Агата и прежде не раз об этом заговаривала. Де Триен не обещал ничего определённого, но не отказывался посодействовать при случае. Вот, похоже, случай наступил…
Понимая, что Агата ждёт ответ, а для личной встречи едва ли в ближайшую неделю найдётся время, де Триен сел составлять ответную записку. Мысли никак не желали сосредоточиться на нужной теме, поэтому несколько раз приходилось начинать сначала, когда он замечал, что чересчур обнадёживает женщину, или наоборот, пишет слишком сухо.

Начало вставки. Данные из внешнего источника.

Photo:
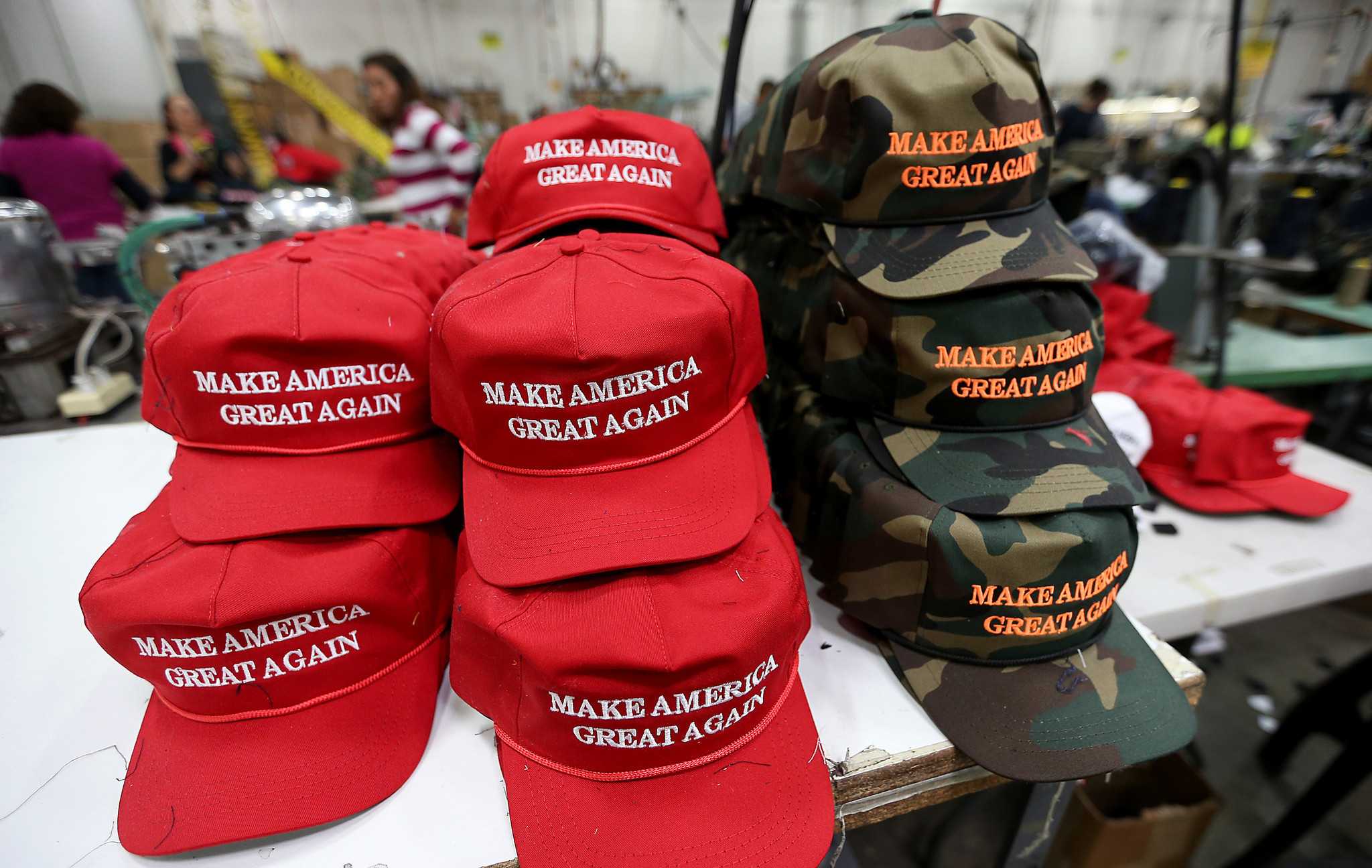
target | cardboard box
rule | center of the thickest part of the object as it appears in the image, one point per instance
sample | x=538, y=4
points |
x=128, y=139
x=1145, y=816
x=136, y=143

Когда с этим было покончено, оказалось, что пустяковые по сути дела всё же отняли немало времени. Вечер плавно перетёк в поздний предночной час, когда визит в чьи-то апартаменты точно выходит за рамки этикета. И всё же барон двинулся по коридору в сторону комнаты Гвеннет, решив для себя, что если там ещё горит свет, он постучит и спросит, не против ли девушка побеседовать сейчас, а если нет, то не станет её беспокоить.
Свет горел.
Он постучал раз, два и, не дождавшись ответа, вошёл. Гвеннет ещё не спала, стояла у окна, глядя на темнеющий сад. Конечно, она не привыкла к тому, чтобы люди оповещали о своём приходе, прежде чем войти, и потому даже не обратила внимания на его попытку сообщить о своём присутствии, не заметила.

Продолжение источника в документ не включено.